Weston insists that her 11-year-old son who she described as gifted and talented relies heavily on the one-on-one interaction he receives from his teachers. But, he’s managing in-spite of.

“He think it’s a vacation so to speak,” said Weston of her fifth grader. “He misses school, but being at home he more or less thinks it’s free reign. But, it’s not and so we’re trying to create some sort of a structure that he can stay on task with.”

Similar to other school districts in Jefferson County, students in the Pine Bluff School District have access to AMI packets or instruction via Google Classroom--- a free platform to help teachers create, collect and grade paperless assignments--- and Zoom--- an online meeting space to connect with others via video communication.
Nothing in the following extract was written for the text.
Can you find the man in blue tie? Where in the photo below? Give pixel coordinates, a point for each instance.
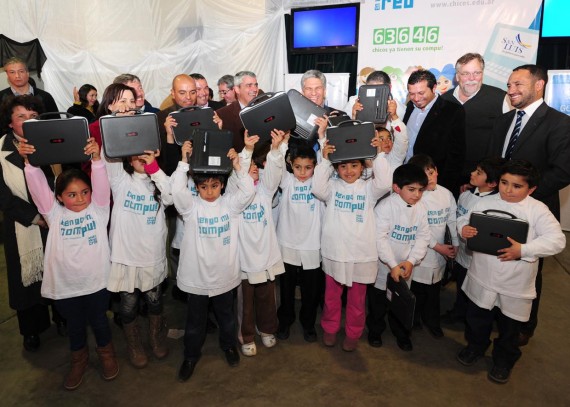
(535, 132)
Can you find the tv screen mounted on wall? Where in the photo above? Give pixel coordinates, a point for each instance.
(325, 29)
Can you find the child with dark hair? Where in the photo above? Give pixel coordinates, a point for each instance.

“We completely understand that this is a challenging situation,” said Pine Bluff School District Superintendent Jeremy Owoh in a press release. “We miss our scholars and wish that they were back at school. We recognize the hardship that this situation places on our parents, families and community.”

Owoh says the district’s website will be updated daily with resources for students to utilize. Last week, the district made AMI packets available on its site for students to download. The Arkansas PBS and the Division of Secondary and Elementary Education partnered to give students in grades PK-2, 3-5, and 6-8 educational content via television. The packets consist of learning guides tied to PBS educational programming, according to the Division of Secondary and Elementary Education’s website.
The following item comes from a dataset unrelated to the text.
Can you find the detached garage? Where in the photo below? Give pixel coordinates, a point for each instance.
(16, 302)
“We are working on a plan to disburse more Chromebooks for those who have internet capabilities and an educational need for the service,” said Owoh. “We are also working on providing internet support in various locations.”
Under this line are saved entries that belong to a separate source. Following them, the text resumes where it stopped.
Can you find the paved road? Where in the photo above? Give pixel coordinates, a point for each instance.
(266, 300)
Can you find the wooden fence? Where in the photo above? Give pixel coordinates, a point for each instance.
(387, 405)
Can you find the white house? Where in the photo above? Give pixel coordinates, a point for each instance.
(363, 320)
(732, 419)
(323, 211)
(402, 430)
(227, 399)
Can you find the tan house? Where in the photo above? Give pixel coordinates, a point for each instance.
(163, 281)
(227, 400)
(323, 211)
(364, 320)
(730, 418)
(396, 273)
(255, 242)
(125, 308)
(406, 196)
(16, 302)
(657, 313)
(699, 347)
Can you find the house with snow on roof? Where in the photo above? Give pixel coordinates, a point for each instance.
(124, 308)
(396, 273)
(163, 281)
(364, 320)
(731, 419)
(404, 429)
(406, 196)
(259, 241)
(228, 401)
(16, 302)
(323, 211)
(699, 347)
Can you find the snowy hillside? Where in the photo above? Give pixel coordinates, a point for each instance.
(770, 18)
In a district with more than 900 students, Dollarway School District Superintendent Barbara Warren stated as of Friday, that 86 percent of families had received phone calls from someone in the district. Before Spring Break, students obtained AMI packets or devices to continue learning at home.

“As soon as the Governor's Executive Order dismissed school due to COVID-19, the Dollarway School District began working to contact families to assess their needs for devices and for internet access and to personally share details and directions about the plans for continuing teaching and learning,” said Warren.

This week, Warren says more packets and devices will be distributed to students. As far as connecting more students to Wi-Fi, it’s in the works. In the meantime, she contends that her staff has been working non-stop to meet the needs of every student.

“There are several other efforts including the calls, emails and texts via our Dollarway Messenger System, district app and website to keep our families informed and equipped with educational tips and resources,” she said. “Our district phones are open and answered each day to direct calls and answer questions even though sites are closed. We know these are uncharted waters. So, we are doing everything we know, hear about, and learn to support our students and their families.”
The Commercial reached out to Southeast Arkansas Preparatory High School about their education efforts for students during the pandemic, but did not receive a comment by press time.

Key says Arkansas AMI, the partnership between DESE and Arkansas PBS, has content-specific lessons for students to access until April 17 with the option to extend that date until May 1. For districts in need of assistance with their AMI plans past the May 1 extension, Key shares and insists resources will be available and on hand to help.

“… That gives school districts time to develop plans to move forward with their AMI in their district,” he said. “Digital learning classes will continue. These are the classes we had arranged using assistance from Virtual Arkansas and the Arkansas Public Resource Center. Those courses are high school courses and can continue throughout the remainder of the year as well.”